Peter Hofer wrote:
show_stat() in fs/proc/stat.c generates the /proc/stat content and prints the CPU-wide values, updated indirectly from account_user_time(), and also converts them via cputime_to_clock_t().
I can easily have missed something -- and if I have, please tell me -- but it seems to me that user and system times from /proc/stat and /proc/pid/stat should have matching units. My next best guess is that there are things attributed to the utime/stime of a process which are attributed to different activities on the CPU level.
Double and triple sigh! The docs out of date w/r/t/ the code? Unheard of!! ;^) But the jiffies would seem to be a questionable indicator of cpu time, since they don't seem to be based on an absolute time, but an amount of cpu time. The amount of that would vary based on what speed each of the cores are going. I don't know about your specific cpu model, but things like 'turbo mode', where the clock runs at 1-4, more, added multiples of 133MHz when some or all of the other cores are idle. From data displayed by 'cpufreq-info', it shows my cpu with: maximum transition latency: 10.0 us. hardware limits: 1.60 GHz - 2.79 GHz available frequency steps: 2.79 GHz, 2.66 GHz, 2.53 GHz, 2.39 GHz, 2.26 GHz, 2.13 GHz, 2.00 GHz, 1.86 GHz, 1.73 GHz, 1.60 GHz or 12x - 21x times the base bus speed of 133MHz. My chip X5660, while rated at 2.8GHz, can go as fast as 24x base bus speed or 3.2GHz in turbo mode when only 1 core is active. Of note the .01GHz max latency time -- which skew the numbers a bit depending on how often the cpu transitions. Maybe if you disabled power control and forced your cpu into 1 speed the numbers might get closer? Erratum depressing: ------------------ The worst news to me is how accurate perf events and timer events really are. In the processor erratum on the 5600 series, it includes dropped interrupts for the timer among others. (see http://www.intel.com/content/dam/www/public/us/en/documents/specification-up... for the full 5-page erratum which is rather depresssing). Thread v. Procs & parallelism -----------------------------
interesting to see how well python does parallelization. [...] Your 8 threads utilize about 1.9 cores.
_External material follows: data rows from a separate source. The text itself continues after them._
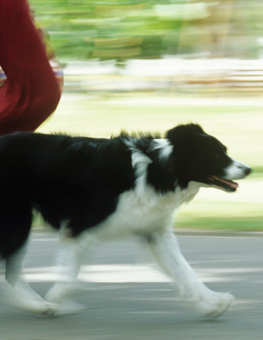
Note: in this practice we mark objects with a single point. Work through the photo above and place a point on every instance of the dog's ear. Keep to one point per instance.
(183, 132)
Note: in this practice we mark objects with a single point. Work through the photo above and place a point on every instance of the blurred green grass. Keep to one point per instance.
(238, 123)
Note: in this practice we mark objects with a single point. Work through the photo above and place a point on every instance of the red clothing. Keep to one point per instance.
(31, 92)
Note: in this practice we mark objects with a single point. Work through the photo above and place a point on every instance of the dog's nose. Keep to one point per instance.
(247, 170)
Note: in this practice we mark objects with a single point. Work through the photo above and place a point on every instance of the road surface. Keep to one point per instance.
(127, 298)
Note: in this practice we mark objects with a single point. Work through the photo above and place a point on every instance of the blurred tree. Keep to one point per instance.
(123, 29)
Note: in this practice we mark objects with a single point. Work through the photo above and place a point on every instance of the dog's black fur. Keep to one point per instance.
(79, 181)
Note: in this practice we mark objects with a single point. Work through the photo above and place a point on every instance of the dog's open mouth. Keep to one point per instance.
(225, 184)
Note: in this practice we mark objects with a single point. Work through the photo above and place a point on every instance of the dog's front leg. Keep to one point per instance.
(166, 250)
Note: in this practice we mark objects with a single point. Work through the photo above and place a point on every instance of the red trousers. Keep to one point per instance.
(31, 92)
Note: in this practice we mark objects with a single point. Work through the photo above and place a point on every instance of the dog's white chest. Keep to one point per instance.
(138, 215)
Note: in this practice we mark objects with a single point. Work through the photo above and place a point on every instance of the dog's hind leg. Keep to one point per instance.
(70, 256)
(23, 296)
(167, 253)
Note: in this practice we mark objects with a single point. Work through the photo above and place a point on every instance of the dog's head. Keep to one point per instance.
(197, 156)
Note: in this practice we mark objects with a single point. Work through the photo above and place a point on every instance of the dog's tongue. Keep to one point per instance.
(230, 183)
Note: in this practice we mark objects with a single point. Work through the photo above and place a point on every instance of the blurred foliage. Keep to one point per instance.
(122, 29)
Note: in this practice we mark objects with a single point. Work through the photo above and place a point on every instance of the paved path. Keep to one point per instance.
(127, 298)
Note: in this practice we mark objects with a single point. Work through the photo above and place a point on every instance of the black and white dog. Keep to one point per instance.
(100, 189)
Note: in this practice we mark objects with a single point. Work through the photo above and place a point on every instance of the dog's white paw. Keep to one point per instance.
(58, 292)
(216, 305)
(41, 308)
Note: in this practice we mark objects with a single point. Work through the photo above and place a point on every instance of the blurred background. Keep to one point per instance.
(150, 65)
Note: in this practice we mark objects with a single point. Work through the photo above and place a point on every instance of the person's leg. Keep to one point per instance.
(31, 92)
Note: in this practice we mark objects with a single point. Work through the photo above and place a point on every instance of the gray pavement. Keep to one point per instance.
(127, 298)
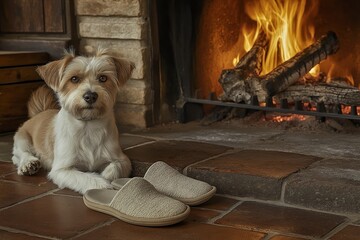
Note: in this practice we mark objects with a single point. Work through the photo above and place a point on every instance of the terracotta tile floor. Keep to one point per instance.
(31, 207)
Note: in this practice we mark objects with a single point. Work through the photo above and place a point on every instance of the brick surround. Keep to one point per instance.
(124, 26)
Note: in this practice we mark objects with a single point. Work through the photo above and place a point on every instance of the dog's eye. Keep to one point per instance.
(102, 78)
(75, 79)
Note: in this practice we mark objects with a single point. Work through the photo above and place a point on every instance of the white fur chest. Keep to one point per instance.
(85, 145)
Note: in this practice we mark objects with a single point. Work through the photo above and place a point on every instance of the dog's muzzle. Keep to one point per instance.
(90, 97)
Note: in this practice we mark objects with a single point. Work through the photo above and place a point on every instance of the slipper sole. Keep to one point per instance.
(148, 222)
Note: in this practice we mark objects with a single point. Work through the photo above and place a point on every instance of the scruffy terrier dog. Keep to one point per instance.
(78, 141)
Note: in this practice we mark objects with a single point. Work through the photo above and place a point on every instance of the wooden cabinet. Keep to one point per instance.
(18, 79)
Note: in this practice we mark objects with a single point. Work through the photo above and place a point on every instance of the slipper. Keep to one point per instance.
(170, 182)
(137, 202)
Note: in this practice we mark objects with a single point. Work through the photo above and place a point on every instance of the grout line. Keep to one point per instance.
(213, 220)
(352, 217)
(30, 199)
(17, 231)
(336, 229)
(283, 189)
(139, 145)
(107, 223)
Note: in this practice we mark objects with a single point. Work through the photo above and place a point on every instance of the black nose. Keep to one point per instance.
(90, 97)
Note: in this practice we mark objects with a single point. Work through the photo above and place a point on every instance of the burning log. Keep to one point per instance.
(329, 93)
(243, 82)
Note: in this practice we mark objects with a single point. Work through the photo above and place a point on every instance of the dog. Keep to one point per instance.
(72, 131)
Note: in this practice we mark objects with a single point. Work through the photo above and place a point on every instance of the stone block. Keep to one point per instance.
(112, 27)
(331, 185)
(133, 50)
(250, 173)
(111, 7)
(265, 217)
(134, 115)
(134, 94)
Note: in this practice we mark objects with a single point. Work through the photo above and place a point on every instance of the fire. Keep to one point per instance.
(286, 23)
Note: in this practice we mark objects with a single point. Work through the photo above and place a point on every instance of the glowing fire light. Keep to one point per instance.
(287, 26)
(292, 117)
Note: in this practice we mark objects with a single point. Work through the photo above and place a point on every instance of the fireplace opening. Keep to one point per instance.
(202, 42)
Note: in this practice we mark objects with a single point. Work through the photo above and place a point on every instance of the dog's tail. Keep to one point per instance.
(42, 99)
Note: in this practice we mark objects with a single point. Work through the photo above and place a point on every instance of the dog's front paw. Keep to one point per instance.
(111, 172)
(29, 166)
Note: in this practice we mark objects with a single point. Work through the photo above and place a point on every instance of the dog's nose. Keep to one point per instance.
(90, 97)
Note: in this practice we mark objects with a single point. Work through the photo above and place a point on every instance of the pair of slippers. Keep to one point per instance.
(161, 198)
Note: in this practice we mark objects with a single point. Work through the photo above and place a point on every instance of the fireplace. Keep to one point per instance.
(198, 40)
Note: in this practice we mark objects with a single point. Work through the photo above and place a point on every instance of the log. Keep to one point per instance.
(329, 93)
(235, 81)
(240, 83)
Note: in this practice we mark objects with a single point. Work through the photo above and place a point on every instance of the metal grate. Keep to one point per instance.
(282, 108)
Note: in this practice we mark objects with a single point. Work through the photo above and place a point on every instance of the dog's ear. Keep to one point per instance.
(51, 73)
(124, 69)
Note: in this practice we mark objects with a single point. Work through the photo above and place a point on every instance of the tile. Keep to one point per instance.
(6, 167)
(178, 154)
(68, 192)
(6, 145)
(38, 179)
(187, 230)
(330, 185)
(250, 173)
(54, 216)
(11, 192)
(348, 233)
(202, 215)
(16, 236)
(271, 218)
(271, 164)
(130, 141)
(219, 203)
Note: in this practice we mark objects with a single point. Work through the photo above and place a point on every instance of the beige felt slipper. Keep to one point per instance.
(170, 182)
(137, 202)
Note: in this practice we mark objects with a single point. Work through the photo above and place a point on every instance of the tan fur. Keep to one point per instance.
(72, 130)
(42, 99)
Interesting! That's probably because of CPython's global interpreter lock (GIL). I didn't really have full utilization in mind for that script, since the effect seems to occur whenever there's more than one thread involved.
Python's multiprocessing package should offer better utilization since it avoids the GIL by spawning processes instead of threads, which in this case would defeat the purpose of the script.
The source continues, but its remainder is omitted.